Lindemann hält nichts von einer Pauschalisierung, jeder Fall sei anders, einer der typischen Wege in den sozialen Abgrund verläuft laut ihrer Schilderungen jedoch in etwa so: Männer reisen aus Polen, Bulgarien oder Rumänien an, arbeiten in Hamburg für einen Hungerlohn, werden von ihren Arbeitgebern ausgebeutet. Dann verlieren sie den Job, werden um ihren Lohn betrogen und landen schließlich auf der Straße. Es folgen psychische Probleme, körperliche Beschwerden, Sucht. „Die Menschen kommen nicht als Alkoholiker nach Hamburg“, sagt Eva Lindemann. Bemerkenswert sei, dass fast die Hälfte der Obdachlosen vom Hauptbahnhof Anspruch auf Sozialleistungen habe. Doch die Menschen seien schlicht zu krank, um die entsprechenden Anträge auszufüllen.

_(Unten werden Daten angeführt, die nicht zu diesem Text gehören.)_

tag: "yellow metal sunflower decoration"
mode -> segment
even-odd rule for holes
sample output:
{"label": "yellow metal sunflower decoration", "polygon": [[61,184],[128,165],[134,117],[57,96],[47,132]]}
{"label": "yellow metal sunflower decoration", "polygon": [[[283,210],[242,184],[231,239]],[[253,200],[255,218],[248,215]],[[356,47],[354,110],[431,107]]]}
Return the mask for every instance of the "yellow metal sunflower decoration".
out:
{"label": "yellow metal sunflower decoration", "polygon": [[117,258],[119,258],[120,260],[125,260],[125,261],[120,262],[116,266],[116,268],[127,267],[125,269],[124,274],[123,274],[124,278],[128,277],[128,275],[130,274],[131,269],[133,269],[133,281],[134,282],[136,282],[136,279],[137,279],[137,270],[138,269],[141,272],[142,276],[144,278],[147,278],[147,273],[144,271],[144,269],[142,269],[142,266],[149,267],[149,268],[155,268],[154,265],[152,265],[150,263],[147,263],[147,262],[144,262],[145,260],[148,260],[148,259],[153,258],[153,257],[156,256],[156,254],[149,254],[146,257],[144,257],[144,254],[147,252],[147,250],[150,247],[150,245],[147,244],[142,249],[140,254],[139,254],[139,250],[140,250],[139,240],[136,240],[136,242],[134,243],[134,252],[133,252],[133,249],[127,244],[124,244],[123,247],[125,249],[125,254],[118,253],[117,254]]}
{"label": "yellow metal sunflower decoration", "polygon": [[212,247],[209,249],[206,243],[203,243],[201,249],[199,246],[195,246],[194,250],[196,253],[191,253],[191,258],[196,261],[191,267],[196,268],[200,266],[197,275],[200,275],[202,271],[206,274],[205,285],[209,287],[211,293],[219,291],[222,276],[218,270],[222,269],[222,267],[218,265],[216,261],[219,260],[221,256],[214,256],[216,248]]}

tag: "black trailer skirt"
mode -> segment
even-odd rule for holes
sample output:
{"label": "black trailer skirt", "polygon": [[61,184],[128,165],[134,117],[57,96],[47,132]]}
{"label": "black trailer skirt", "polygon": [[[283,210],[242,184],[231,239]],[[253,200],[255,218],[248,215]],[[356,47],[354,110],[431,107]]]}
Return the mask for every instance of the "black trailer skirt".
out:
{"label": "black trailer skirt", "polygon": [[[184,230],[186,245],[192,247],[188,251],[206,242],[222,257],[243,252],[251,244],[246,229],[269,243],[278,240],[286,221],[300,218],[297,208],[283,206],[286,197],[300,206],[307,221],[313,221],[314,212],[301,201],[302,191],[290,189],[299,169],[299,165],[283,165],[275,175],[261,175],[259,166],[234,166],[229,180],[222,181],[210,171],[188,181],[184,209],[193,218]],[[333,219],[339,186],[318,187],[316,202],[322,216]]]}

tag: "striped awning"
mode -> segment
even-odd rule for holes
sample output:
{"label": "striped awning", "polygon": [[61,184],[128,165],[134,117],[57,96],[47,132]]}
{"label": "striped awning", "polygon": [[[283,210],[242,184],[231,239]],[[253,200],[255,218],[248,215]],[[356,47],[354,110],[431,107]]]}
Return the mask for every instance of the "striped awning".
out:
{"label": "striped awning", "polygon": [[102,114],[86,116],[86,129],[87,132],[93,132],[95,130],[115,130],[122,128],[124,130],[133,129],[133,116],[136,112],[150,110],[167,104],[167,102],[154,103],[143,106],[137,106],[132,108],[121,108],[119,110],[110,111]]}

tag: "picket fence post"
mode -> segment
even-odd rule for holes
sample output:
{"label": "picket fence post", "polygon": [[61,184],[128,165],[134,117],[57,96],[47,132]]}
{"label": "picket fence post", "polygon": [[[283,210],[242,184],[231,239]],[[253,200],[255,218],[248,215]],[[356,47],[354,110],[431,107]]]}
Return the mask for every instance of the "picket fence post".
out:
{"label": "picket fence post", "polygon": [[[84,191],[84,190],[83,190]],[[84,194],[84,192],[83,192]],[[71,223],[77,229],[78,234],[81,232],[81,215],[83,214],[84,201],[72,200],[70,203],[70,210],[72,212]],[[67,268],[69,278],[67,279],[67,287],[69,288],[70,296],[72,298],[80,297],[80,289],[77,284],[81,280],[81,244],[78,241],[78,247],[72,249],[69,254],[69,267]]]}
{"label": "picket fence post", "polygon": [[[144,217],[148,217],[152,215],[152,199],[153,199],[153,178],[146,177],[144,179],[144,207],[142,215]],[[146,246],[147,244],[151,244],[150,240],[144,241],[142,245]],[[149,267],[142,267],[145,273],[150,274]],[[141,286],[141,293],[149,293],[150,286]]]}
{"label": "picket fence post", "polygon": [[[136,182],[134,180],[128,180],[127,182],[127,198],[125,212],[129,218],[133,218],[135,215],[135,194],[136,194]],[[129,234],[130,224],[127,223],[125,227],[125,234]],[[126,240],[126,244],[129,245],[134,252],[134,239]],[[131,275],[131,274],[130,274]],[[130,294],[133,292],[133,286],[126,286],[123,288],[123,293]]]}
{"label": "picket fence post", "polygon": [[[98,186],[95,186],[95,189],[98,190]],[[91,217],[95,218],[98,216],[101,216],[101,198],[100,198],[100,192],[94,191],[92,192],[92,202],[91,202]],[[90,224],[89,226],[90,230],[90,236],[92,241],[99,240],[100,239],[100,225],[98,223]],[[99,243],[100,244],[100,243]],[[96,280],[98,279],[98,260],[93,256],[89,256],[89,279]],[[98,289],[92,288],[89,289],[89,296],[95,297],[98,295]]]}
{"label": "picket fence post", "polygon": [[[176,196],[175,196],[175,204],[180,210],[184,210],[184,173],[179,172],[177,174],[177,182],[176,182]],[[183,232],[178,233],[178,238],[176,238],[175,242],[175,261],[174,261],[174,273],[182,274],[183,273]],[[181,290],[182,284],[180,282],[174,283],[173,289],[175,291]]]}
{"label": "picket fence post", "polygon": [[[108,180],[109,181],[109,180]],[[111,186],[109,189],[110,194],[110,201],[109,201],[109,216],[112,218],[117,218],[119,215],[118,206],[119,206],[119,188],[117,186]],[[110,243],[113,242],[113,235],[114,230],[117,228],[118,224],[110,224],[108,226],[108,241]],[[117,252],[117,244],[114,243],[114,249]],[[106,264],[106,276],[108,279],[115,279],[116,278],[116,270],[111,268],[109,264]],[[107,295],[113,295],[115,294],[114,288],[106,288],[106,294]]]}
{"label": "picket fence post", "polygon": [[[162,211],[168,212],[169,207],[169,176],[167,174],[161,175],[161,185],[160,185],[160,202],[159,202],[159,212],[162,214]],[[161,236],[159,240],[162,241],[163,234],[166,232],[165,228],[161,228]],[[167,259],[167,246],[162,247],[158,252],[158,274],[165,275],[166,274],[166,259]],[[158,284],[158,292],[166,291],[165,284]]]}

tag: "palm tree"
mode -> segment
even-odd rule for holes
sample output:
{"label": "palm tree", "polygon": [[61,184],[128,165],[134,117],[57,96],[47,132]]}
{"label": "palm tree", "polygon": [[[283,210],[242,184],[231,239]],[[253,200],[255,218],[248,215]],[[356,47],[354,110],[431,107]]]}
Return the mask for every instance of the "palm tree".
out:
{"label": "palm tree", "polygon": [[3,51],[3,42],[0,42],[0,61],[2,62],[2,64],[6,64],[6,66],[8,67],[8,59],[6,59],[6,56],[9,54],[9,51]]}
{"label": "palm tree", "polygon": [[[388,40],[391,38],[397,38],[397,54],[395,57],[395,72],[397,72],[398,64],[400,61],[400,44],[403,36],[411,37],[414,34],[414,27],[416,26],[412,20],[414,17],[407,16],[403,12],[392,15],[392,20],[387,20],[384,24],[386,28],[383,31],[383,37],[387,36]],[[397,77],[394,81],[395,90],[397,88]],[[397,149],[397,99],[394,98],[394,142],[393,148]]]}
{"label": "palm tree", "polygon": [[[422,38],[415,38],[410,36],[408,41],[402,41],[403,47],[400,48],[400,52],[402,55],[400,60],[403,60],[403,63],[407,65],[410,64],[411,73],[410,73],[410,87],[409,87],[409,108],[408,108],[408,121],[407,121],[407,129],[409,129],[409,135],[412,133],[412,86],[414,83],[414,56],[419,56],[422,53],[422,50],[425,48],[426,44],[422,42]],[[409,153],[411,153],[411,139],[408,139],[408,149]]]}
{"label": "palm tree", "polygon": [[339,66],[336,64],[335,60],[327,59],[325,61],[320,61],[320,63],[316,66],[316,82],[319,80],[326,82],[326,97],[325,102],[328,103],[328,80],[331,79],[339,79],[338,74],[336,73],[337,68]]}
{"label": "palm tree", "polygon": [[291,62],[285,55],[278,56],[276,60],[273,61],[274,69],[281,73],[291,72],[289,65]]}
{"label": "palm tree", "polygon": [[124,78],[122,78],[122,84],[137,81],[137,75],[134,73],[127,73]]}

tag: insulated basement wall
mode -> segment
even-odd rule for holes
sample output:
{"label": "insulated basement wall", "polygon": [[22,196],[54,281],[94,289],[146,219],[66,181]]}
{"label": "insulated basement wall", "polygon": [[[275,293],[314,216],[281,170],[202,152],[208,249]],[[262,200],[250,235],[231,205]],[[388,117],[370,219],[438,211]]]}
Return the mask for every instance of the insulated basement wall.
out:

Im Winter nehmen die Probleme am Hauptbahnhof noch zu

Die Szene ist flexibel, pendelt zwischen Steindamm und Hauptbahnhof und hat sich mittlerweile auch am ZOB festgesetzt, wo sie auf eine immer größer werdende Schar an Busreisenden trifft, die schon beim Aussteigen um Geld angebettelt werden. Der erste Eindruck sei dann nicht der beste von der Stadt, sagt Polizeikommissar Olaf Sobotta. Die Wiese zur Kurt-Schumacher-Allee sei voll mit schlafenden Betrunkenen und Fäkalien. In den kommenden Wochen, wenn das Wetter noch ungemütlicher und es noch kälter werde, werde sich die Szene weiter unter den Glasdächern des Hauptbahnhofs und an den geschützten Bushaltestellen am Hauptbahnhof „komprimieren“, sagt er.

Nicht weit vom Hauptbahnhof entfernt, eröffnet Anfang November zudem das größte Quartier im Hamburger Winternotprogramm seine Pforten, im Münzviertel, ein paar Gehminuten entfernt. 400 Obdachlose werden dort eine zeitweilige Bleibe finden. Das werde der Szene am Hauptbahnhof noch einmal Auftrieb geben, glaubt Sobotta. Besonders tagsüber, wenn die Unterkunft geschlossen ist.

In diesem Jahr wird der Etat für das Winternotprogramm mit besonderen Beratungsangeboten erstmals auf 2,5 Millionen Euro aufgestockt, um die Menschen von der Straße intensiver betreuen zu können. Im vergangenen Jahr hat allein die Beratungsstelle Plata, die sich speziell an Osteuropäer wendet, mehr als 1000 Beratungsgespräche geführt. 365 Menschen sind danach in ihre Heimat zurückgekehrt. Sie haben erkannt, dass ihre Hoffnung auf ein besseres Leben in Hamburg nicht erfüllt wird.